An ethical consideration of integrity is highly important, as honesty and truthfulness in business relationships is essential. Objectivity is also important, as individuals should be impartial and free from bias. Individuals should act in a professional manner by following professional standards and regulations and respect confidentiality of business relationships.

A compliance based approach to ethics can be used to encourage individuals to act in line with regulations and codes of ethics. This approach maintains professional competence, as violations are prevented, detected and punished. Individuals are monitored and precautions such as: whistle blowing, audit and discipline are in place to deter dishonest performance.

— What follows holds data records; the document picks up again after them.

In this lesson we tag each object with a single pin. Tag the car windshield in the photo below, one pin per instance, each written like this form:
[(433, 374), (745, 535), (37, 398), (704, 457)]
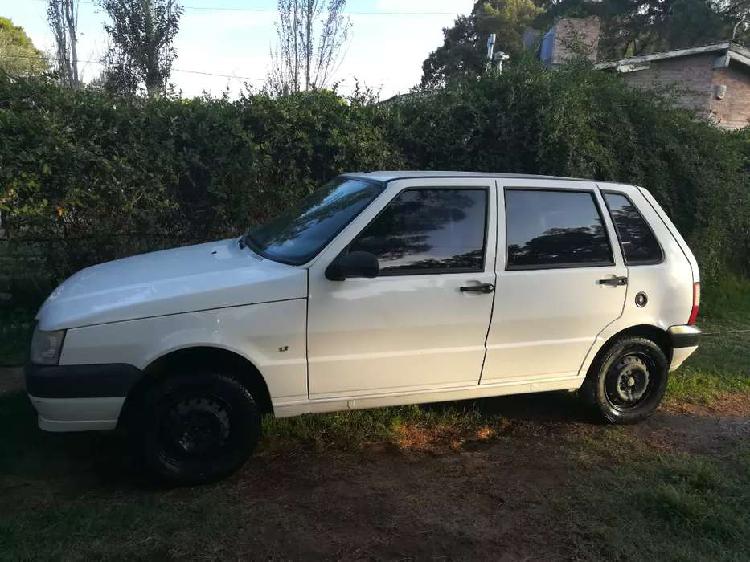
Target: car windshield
[(300, 233)]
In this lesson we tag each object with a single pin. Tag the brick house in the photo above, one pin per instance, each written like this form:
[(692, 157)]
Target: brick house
[(713, 80)]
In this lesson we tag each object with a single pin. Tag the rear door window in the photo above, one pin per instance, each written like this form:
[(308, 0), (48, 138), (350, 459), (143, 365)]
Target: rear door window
[(638, 242), (549, 229)]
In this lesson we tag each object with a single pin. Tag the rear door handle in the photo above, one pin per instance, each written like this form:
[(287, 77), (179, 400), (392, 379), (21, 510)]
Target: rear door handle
[(616, 281), (483, 288)]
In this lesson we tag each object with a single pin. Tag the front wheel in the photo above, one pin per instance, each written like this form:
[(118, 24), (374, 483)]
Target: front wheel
[(194, 429), (628, 382)]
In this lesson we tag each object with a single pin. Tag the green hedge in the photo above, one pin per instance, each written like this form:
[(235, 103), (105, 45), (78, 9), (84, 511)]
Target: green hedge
[(90, 177)]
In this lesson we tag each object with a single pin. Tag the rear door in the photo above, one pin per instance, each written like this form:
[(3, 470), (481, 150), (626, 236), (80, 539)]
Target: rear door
[(561, 279)]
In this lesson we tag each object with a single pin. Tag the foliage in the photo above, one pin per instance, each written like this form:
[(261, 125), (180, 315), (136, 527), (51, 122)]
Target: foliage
[(86, 176), (578, 122), (62, 16), (463, 53), (311, 35), (94, 177), (18, 56), (141, 54)]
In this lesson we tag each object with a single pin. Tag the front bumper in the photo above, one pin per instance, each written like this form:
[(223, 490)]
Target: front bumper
[(79, 397), (685, 341)]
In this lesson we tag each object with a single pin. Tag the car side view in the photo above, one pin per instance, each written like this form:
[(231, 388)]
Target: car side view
[(381, 288)]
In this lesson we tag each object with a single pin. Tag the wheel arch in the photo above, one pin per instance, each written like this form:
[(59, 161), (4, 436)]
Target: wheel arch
[(659, 336), (197, 357)]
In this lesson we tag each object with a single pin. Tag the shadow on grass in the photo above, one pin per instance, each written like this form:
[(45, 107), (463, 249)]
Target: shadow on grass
[(542, 407), (99, 460), (87, 459)]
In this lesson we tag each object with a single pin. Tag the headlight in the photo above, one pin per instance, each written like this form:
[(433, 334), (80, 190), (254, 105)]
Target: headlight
[(46, 347)]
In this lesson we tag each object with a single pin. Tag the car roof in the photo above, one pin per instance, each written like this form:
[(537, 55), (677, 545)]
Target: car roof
[(416, 174)]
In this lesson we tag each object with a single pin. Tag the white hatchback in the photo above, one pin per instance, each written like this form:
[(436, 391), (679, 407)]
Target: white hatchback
[(378, 289)]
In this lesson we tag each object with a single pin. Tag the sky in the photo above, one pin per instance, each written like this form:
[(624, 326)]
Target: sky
[(388, 41)]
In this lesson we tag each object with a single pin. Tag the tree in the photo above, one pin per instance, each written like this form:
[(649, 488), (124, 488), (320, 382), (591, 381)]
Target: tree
[(738, 13), (141, 53), (464, 51), (62, 16), (18, 56), (311, 36)]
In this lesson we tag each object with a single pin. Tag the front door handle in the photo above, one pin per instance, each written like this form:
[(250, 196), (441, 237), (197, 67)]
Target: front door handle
[(483, 288), (615, 281)]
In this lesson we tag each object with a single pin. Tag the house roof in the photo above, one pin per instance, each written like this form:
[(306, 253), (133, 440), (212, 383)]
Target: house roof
[(726, 52)]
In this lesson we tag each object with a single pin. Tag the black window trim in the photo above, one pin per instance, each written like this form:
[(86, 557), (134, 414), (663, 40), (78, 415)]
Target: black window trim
[(541, 267), (636, 263), (435, 271)]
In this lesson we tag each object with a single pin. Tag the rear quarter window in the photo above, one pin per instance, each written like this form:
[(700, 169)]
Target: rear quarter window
[(637, 239), (550, 229)]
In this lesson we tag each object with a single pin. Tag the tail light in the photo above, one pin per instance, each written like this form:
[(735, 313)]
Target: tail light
[(696, 304)]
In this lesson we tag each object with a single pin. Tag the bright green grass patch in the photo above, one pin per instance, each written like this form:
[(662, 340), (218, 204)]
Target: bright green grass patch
[(722, 363), (638, 504)]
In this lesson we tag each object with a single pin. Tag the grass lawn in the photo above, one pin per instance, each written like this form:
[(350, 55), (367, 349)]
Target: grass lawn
[(526, 477)]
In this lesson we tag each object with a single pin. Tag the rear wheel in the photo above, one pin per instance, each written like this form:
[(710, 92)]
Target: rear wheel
[(195, 429), (627, 383)]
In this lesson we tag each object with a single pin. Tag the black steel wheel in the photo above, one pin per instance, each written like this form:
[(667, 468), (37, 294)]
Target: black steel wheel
[(627, 382), (195, 429)]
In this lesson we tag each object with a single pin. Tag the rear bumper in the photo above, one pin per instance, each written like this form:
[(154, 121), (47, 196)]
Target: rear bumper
[(685, 341), (79, 397), (684, 336)]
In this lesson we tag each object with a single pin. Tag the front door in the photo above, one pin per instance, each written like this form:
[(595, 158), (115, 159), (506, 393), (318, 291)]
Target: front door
[(422, 323), (561, 280)]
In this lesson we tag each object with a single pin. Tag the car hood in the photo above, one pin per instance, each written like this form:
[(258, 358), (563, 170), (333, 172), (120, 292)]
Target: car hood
[(187, 279)]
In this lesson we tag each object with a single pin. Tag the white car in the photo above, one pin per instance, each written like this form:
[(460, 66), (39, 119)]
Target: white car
[(378, 289)]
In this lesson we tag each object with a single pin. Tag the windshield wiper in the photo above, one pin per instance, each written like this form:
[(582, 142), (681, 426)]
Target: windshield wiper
[(247, 241)]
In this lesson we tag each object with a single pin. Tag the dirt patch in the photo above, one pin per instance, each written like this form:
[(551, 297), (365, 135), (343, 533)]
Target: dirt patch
[(407, 503)]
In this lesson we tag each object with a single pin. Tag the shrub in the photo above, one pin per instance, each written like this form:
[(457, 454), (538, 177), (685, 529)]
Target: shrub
[(86, 177)]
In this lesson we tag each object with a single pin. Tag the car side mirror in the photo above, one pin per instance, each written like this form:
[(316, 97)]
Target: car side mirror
[(353, 264)]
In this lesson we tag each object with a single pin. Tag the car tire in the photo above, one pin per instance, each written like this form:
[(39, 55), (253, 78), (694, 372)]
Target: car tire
[(195, 429), (627, 382)]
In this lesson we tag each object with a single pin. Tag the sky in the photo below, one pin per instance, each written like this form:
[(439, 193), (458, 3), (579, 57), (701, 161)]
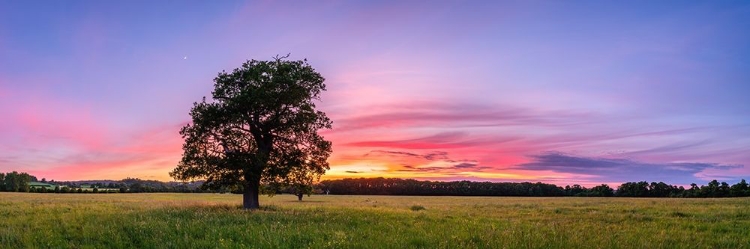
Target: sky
[(561, 92)]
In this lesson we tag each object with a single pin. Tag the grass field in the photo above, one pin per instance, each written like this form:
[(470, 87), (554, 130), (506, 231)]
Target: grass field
[(31, 220)]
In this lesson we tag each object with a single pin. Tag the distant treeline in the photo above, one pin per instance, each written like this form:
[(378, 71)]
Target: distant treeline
[(23, 182), (395, 186)]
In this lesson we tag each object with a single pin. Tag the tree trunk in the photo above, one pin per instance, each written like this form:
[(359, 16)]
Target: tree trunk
[(250, 196)]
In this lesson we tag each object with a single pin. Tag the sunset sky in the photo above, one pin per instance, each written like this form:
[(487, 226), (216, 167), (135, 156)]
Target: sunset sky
[(561, 92)]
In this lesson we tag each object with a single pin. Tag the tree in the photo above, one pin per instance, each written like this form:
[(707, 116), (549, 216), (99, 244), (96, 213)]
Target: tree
[(261, 126)]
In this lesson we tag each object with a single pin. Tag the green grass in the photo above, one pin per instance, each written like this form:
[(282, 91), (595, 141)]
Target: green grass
[(32, 220)]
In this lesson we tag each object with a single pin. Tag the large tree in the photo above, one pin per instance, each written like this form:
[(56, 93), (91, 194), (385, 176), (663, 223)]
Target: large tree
[(261, 126)]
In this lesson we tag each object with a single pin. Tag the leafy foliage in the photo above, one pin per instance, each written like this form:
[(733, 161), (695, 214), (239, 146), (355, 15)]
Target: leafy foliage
[(261, 126)]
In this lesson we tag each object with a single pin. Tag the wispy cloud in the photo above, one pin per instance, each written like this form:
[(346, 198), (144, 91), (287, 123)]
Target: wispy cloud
[(620, 170)]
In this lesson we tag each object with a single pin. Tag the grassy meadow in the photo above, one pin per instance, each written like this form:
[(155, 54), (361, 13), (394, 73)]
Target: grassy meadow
[(34, 220)]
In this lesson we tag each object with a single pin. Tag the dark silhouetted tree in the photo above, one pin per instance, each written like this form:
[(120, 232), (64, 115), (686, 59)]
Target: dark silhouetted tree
[(260, 127)]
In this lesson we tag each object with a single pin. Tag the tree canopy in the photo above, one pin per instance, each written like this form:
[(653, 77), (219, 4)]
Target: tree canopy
[(261, 126)]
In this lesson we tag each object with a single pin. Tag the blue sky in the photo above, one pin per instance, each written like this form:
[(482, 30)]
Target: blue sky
[(562, 92)]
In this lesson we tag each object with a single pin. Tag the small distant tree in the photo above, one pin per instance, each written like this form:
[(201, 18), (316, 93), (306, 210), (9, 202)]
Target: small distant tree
[(739, 189), (261, 127), (602, 190)]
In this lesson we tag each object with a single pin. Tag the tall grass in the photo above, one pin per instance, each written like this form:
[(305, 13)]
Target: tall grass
[(217, 221)]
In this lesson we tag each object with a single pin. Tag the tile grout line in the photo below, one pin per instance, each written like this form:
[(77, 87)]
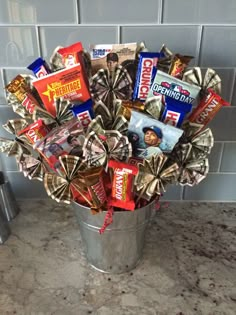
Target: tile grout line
[(38, 40), (78, 11), (221, 158), (199, 45), (160, 12), (232, 87)]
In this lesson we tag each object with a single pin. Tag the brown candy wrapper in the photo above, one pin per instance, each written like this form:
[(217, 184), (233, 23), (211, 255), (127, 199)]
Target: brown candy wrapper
[(13, 147), (153, 176), (210, 80), (93, 181), (107, 87), (33, 168), (65, 188), (63, 113), (192, 169), (200, 143), (110, 145)]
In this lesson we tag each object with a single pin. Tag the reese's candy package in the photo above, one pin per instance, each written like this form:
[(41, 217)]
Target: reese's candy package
[(39, 67), (207, 108), (145, 74), (167, 85), (69, 83), (19, 88), (122, 183)]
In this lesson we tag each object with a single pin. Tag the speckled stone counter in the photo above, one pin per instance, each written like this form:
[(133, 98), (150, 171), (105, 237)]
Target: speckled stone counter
[(189, 265)]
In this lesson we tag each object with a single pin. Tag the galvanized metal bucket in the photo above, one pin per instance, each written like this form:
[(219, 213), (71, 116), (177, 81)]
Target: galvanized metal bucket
[(119, 249)]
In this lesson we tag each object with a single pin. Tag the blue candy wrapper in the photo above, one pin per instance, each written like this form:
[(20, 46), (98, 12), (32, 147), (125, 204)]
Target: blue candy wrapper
[(149, 136), (39, 67), (175, 111), (84, 112), (145, 74)]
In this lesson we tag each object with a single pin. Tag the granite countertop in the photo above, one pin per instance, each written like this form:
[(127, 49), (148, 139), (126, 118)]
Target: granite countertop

Despite professional codes of ethics and precautions carried out by companies scandals continue to occur. Moxey, P (2010, accessed: 05/12/10) claims the financial crisis has highlighted serious ethical failings. This is despite an increase in monitoring of businesses and their behaviour. Individuals have exploited openings in the rules and regulations, which highlights individual ethical failings.

"The effectiveness of any set of rules or codes of practice will be dependent on the competence and integrity of individuals who have the authority to make decisions." (Moxey, P, 2010, accessed: 05/12/10)

Rules and regulations promote responsible business behaviour, but eventually it is down to individual members of a business who make important decisions. Individual ethics will determine the success of accounting standards in place. The quote highlights that for rules and regulations to be successful, individuals who have the power to make decisions must act in an honest and competent manner. Individuals must behave responsibly when making business decisions.

Accounting standards promote responsible business behaviour. The regulatory framework consists of accounting rules and legal systems in place. They promote the use and compliance with accounting rules to give a faithful representation of a company's affairs. The conceptual framework consists of accounting principles to provide useful financial information to the users. However, a rule based or principle based frameworks cannot assure responsible business behaviour. The disadvantages of both the regulatory and conceptual frameworks allow individuals to exploit them. Rules and regulations can create fuzziness for individuals looking to benefit and principles can be too vague, which creates a possibility for individuals to take advantage. Both the regulatory and conceptual framework promotes responsible business behaviour but cannot guarantee that individuals will act responsibly and abide by the standards and principles.